Climate Emergency Summit – David Spratt’s Science Update

David Spratt has been on the case for some time now, and he knows the science cold. So it’s well worth your time to read this brief “state of the science” summary he wrote for the amazing Australian Climate Emergency Summit that just took placein Melbourne. Do note one of the key takeaways, emphasized in the graphic here — we will hit 1.5C around 2030.

While we’re on the subject, here’s the conference declaration. It’s very much in the “emergency mobilization demands bipartisan action” camp, which doesn’t strike me as particularly realistic these days, but what do I know? I haven’t been to Australia since the fires. No way I can make meaningful short-term political judgements.

So I’m definitely not going to argue with comms expert Peter Lewis, who recently offered this in the Guardian:

“The idea of pushing for centrist, reasonable and sensible policies may chafe when the world is on the brink. It does not dispel the need to campaign hard at the margins – climate rebellions and school strikes are essential to shifting the window to make other policy change possible. But the risk is to confuse the movement with the moment. If political change is the answer and Australia can’t wait until 2022, then locating the Overton window and finding a way through it now seems the only viable way forward.”

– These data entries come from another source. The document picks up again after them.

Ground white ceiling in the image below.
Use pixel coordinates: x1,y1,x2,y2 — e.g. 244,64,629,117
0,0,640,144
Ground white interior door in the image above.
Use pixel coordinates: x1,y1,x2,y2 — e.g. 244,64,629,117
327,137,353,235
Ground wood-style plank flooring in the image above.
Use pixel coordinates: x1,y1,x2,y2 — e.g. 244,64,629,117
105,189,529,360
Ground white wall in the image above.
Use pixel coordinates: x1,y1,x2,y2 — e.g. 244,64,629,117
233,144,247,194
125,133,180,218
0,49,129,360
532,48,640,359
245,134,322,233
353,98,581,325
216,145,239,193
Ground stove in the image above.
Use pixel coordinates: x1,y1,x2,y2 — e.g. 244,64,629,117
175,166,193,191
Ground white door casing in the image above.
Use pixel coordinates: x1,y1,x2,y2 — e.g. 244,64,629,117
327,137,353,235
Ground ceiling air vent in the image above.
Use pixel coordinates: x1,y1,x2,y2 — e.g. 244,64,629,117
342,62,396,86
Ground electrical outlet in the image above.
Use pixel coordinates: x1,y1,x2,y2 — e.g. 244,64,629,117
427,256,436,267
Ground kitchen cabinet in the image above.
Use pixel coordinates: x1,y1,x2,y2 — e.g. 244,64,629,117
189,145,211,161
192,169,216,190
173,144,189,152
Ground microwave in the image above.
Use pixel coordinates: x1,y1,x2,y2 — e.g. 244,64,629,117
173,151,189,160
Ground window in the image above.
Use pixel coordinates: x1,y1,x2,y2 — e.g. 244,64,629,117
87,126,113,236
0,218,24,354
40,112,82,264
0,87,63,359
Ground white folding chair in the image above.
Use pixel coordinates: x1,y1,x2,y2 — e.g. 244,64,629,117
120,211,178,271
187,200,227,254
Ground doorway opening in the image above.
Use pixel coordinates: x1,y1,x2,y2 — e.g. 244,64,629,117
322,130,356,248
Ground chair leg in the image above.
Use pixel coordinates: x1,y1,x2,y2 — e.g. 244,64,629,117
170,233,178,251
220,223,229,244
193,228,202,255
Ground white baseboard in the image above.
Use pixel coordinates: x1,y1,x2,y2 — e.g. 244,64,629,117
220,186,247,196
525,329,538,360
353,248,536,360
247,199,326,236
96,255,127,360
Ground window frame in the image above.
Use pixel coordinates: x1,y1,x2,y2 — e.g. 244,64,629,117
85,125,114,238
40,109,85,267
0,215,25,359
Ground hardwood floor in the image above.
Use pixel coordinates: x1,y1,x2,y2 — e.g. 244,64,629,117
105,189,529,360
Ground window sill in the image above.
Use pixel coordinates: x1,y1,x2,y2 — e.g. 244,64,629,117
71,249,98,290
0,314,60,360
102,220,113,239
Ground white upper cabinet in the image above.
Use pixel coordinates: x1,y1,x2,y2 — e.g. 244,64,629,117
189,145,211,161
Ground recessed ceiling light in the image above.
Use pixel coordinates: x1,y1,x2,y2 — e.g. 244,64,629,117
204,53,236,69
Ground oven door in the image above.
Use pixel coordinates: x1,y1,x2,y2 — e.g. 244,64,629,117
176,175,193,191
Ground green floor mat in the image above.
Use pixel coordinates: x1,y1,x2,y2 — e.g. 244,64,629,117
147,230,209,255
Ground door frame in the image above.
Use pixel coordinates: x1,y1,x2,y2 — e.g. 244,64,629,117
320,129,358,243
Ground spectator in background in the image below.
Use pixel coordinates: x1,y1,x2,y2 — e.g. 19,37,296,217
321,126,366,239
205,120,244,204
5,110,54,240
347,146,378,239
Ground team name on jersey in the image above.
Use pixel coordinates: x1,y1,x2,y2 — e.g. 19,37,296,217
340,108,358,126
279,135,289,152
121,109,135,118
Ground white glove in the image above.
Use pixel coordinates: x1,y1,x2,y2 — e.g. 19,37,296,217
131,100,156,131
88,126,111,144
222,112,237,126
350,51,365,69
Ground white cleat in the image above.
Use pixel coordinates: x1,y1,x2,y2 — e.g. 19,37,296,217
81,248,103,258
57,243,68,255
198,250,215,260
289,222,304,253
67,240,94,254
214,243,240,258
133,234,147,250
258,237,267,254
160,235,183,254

The Overton climate window sure is open now! New polling indicates that 64% of Australians support “Setting a zero-carbon pollution target for 2030”.

Equity in the Global Stocktake

Actually, the title of this report is Equity in the Global Stocktake and Independent Global Stocktake, the iGST being a loose but interesting collaborative of climate research institutes. We at the Climate Equity Reference Project are active in iGST equity debates, and wrote its initial scoping paper on the equity challenge.

Here’s the “blurb,” such as it is:

“In this paper, we’re looking at the scope of assessments in stocktaking as an issue of equity; some “quality” criteria for equity benchmarks and equity information in stocktaking; how the whole issue of climate finance and support could be dealt with from an equity point of view, what could be said about intranational equity; and what minimal (and other) standards of procedural equity should be guaranteed. “

This paper is fairly technical, but very much of interest, for the simple reason that equity is essential to any future climate regime in which anything like an “Ambition Mechanism” is actually functioning. Which is to say that the Paris Agreement’s much discussed ambition mechanism is still a dream.